The innovative Speaker's Discovery gives professionals a chance to hone their skills and a chance to demonstrate their talents. This helps new professionals get their foot in the door to becoming conference speakers. This year's theme was Metamorphosis and each speaker gave us the gift of their own experience on this topic. Founder and emcee, Laura Champion, kept the evening lively and engaging.

Eric Winder, co-founder of Jack.Org, talked about transformation in the context fundraising and COVID. He noted that the key lessons they learned in COVID were

  • Enhancing stewardship
  • Re-thinking their annual bike-a-thon and transforming it into a virtual ride
  • Sustaining and growing personal stewardship

Alex Hilson kicked off with a story about a young person Alex met at a youth hockey event. This young man went on from that chance meeting to becoming a key volunteer. Thanks to this young man's hard work, he helped keep the local farmer's market going during COVID.

In contrast, Joanne Linka shared a very personal story about having cancer. She noted that for six years, she was always working hard, always running. She stated fundraisers are very committed to their work. She pointed out that there is a very high corrolation between stress and cancer for some people. She asked herself the question "At what cost is my 100% commitment to work?" The most significant thing she learned was to share the workload. Some key lessons she also learned were

  • Not everything is important
  • Stress is deadly and permanent
  • We can all make better choices

Ashlee Livingstone shared a different kind of personal story noting that her career began in a very "old school" setting. In that organization, she felt that the expectations was for her to be a "pretty young thing" and to pretend to be the kind of person she wasn't. During her pregnancy, she realized she needed to be true to herself. As part of this metamorphosis, she quit her job and started her own business during her maternity leave. She feels that this courage to be her authentic self gave her the ability to innovate and take risks during COVID.

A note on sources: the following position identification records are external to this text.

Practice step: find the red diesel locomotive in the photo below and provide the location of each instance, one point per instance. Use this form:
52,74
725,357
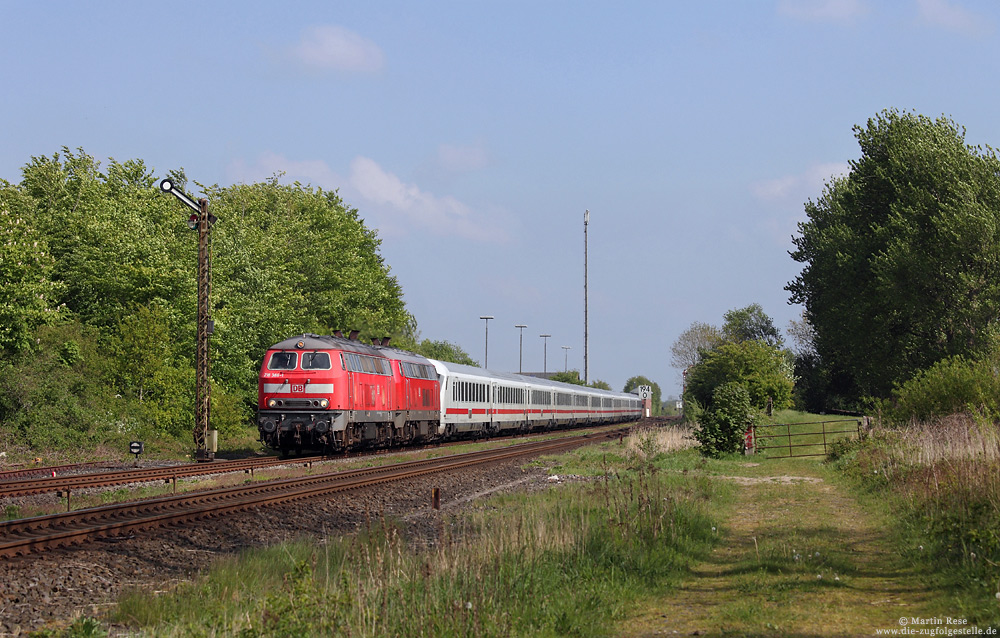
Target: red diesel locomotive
335,393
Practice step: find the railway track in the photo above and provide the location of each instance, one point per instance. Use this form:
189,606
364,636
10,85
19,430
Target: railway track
24,536
26,487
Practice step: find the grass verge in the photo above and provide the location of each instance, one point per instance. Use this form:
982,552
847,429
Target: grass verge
572,560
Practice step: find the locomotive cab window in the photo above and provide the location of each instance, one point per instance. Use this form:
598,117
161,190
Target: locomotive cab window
316,361
282,361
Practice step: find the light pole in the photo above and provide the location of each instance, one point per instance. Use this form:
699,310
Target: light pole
486,358
202,222
545,364
520,353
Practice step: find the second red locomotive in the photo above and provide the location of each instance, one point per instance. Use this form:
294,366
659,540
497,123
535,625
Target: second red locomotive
336,393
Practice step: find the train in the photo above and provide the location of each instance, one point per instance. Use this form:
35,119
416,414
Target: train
337,393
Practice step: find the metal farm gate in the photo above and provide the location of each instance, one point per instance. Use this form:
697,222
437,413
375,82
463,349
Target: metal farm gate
812,438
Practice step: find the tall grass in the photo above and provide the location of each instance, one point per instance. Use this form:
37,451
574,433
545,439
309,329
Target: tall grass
565,561
943,477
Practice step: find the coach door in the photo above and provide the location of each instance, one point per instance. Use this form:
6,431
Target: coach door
491,405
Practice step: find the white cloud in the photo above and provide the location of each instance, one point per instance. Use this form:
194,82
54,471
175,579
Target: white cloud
823,10
387,202
330,47
460,159
784,198
952,17
796,189
414,207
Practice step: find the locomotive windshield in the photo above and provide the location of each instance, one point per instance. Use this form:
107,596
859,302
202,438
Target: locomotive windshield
315,360
282,361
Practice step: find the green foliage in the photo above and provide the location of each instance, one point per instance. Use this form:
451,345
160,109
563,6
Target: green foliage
721,427
751,324
943,505
110,258
948,387
44,400
763,370
29,298
692,343
570,562
443,351
901,258
570,376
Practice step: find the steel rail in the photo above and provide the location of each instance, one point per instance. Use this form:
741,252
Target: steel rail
24,536
26,487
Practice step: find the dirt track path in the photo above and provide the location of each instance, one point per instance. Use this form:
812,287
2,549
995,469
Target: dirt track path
799,557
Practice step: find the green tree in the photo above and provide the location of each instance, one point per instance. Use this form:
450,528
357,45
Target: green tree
751,324
901,258
108,253
29,298
763,370
570,376
722,426
444,351
692,343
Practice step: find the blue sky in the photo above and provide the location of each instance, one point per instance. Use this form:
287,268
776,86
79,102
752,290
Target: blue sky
473,135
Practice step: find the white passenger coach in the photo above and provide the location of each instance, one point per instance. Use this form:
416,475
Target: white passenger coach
474,400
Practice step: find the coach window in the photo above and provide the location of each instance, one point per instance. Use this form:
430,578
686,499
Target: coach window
282,361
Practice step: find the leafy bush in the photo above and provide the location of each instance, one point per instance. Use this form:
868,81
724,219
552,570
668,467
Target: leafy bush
723,424
764,371
949,386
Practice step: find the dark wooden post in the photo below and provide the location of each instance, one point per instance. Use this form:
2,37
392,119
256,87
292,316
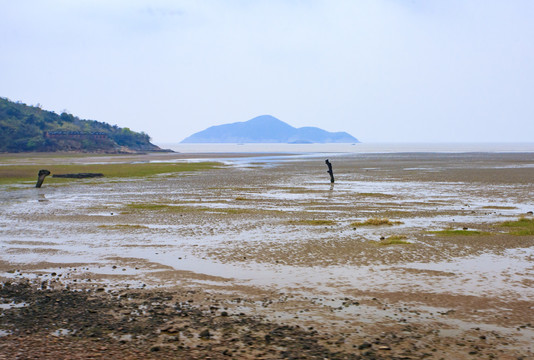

Margaret Tannahill-Wade challenged listeners to reconsider the barrier "but we've always done it that way!" In her church, giving is an offering of oneself and one's resources. Ironically, the longstanding history of trust nearly destroyed the congregation when it was discovered that a key member had stolen nearly $600,000. Key in moving forward was open transparency and regular accountability.

Michael Ragsdale told the remarkable story of how his year off was cut short by COVID. Flying home from Vietnam. Fortunately, a strong workplace culture at Holland Bloorview, allowed him to easily transition into a brand new job that was completely virtual. But although he experienced many changes this year, he noted "All of us are constantly on our own personal journeys, transforming into our future selves." 

The final speaker was Allison Hill. Allison talked about trying to stay in control of her life and noted "the smell of bleach soothes me." AT the start, she felt she had the kind of personality that meant she was particularly ready for the pandemic. While she used to feel that self-help was self-indulgent she came to realize that balance and self care are key. As she commented, "there is a whole lot of deep breathing going on under that mask."